Julie Robinson, program scientist for the International Space Station at NASA’s Johnson Space Center in Houston: “This research opens up new areas for investigations that may improve food treatment, develop new therapies and vaccines to combat food poisoning in humans here on Earth, and protect astronauts on orbit from infectious disease.”

Looking ahead, Nickerson and her colleagues hope to continue exploring pathogenic microorganism behavior in spaceflight and terrestrial scenarios. Recently, Nickerson’s team conducted an experiment during space shuttle mission STS-135 in which a Salmonella-based anti-pneumococcal vaccine (for the prevention of pneumonia) developed by Biodesign Institute’s Center for Infectious Disease and Vaccinology was observed in-flight. By understanding gene expression in space, they hope to modify this and potentially other vaccines to enhance their protective properties on earth. This research has illuminated the inner workings of pathogenic cells through manipulation of gene expression and cellular mechanics by microgravity (or the condition of next to nothing gravitational force). It wasn’t until Nickerson’s spaceflight research, that certain behaviors of salmonella were observed.

Researchers estimate that around 94 million salmonella infections occur around the world each year, resulting in 155,000 deaths. Salmonella infection represents not only a useful vehicle for biomedical research concerning common genetic expression and cellular modularity using microgravity, but is a common, potentially fatal infection without a vaccine. It is estimated that the economic loss is $2 billion in the US alone resultant from salmonella-induced gastroenteritis.  
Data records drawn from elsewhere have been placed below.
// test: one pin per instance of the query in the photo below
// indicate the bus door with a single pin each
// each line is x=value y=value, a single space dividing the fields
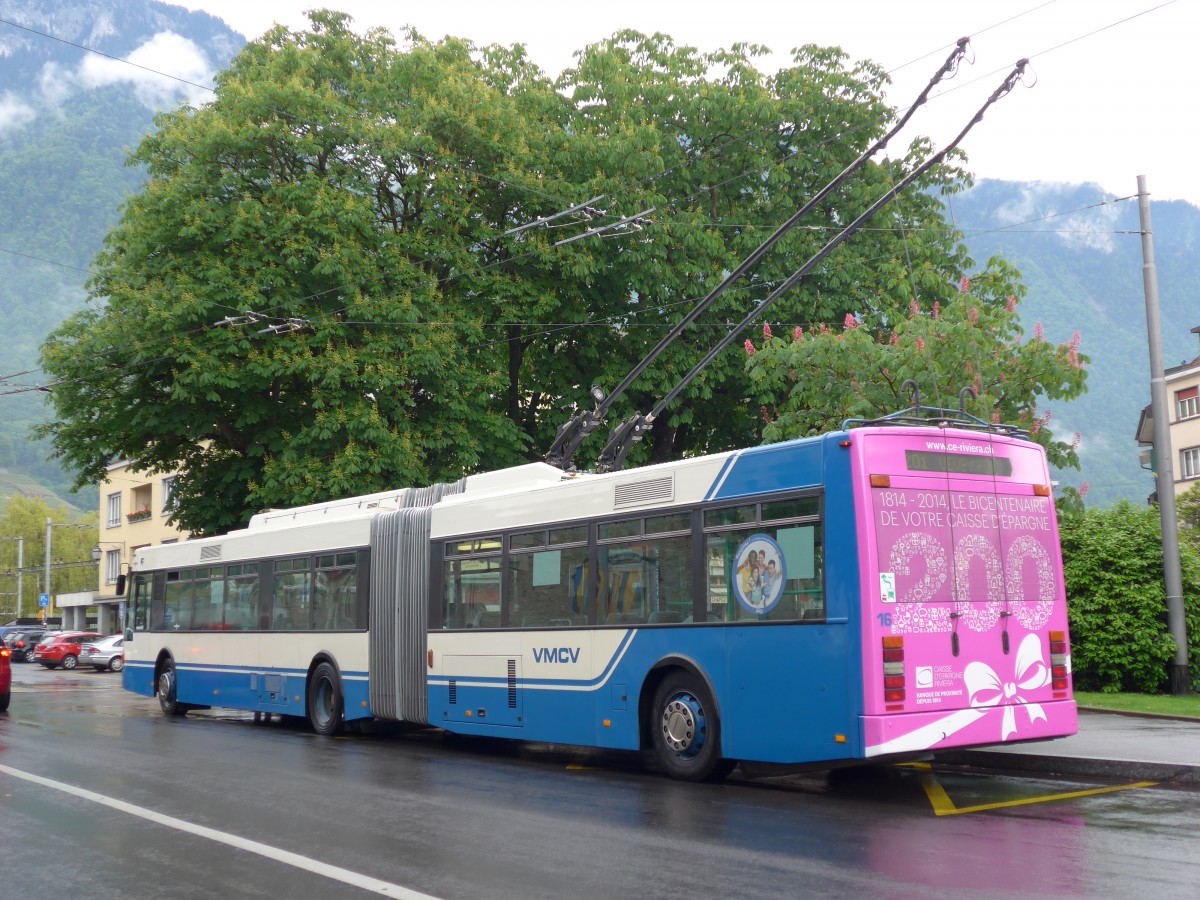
x=136 y=647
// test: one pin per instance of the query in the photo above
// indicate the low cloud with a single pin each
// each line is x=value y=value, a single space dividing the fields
x=13 y=112
x=154 y=63
x=1048 y=205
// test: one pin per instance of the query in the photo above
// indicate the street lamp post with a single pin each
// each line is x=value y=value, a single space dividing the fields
x=49 y=526
x=21 y=562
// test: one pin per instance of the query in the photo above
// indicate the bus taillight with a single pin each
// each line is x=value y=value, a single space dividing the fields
x=1059 y=651
x=893 y=669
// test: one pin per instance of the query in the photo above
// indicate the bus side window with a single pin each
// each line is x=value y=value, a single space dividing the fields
x=547 y=588
x=139 y=610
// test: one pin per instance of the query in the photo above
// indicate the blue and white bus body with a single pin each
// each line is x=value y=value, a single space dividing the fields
x=787 y=690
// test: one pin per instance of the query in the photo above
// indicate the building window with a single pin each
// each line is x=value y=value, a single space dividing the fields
x=1189 y=462
x=1187 y=402
x=112 y=565
x=168 y=495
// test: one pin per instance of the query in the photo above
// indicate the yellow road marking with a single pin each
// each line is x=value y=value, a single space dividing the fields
x=943 y=805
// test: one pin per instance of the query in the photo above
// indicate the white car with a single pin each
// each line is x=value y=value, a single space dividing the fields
x=103 y=653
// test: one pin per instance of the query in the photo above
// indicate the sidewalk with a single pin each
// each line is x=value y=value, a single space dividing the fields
x=1108 y=744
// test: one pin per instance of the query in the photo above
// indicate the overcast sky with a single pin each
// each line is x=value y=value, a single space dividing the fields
x=1115 y=79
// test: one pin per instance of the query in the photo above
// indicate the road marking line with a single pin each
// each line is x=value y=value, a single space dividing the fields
x=281 y=856
x=943 y=805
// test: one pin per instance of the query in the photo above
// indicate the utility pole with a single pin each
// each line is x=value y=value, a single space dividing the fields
x=1176 y=624
x=48 y=594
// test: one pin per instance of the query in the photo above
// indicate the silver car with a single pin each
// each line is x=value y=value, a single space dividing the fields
x=105 y=653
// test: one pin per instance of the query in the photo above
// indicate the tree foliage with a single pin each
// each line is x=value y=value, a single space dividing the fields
x=1113 y=567
x=371 y=193
x=969 y=337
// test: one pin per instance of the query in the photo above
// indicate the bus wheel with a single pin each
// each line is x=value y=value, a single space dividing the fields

Infection with salmonella bacteria can occur through contaminated food, water, or by contact with an infected animal. Symptoms include diarrhea, fever, and abdominal cramps 12 to 72 hours post-infection. Lasting four to seven days, the infection generally runs its course, with healthy individuals recovering without treatment. However, the infection may be more severe in vulnerable populations, such as the very young and the elderly. In some cases, the diarrhea can be so severe that hospitalization is needed. Without proper antibiotic treatment, the infection may spread from the intestines to the blood stream and other parts of the body in which case death can occur.

No vaccine is available, but simple preventative measures are effective. Fully cooking poultry, ground beef, and eggs, and not consuming unpasteurized milk is recommended. It is important to clean cooking surfaces and wash your hands with soap and water after coming in contact with raw meat or poultry. It is also important to wash after handling reptiles, birds, or animal feces.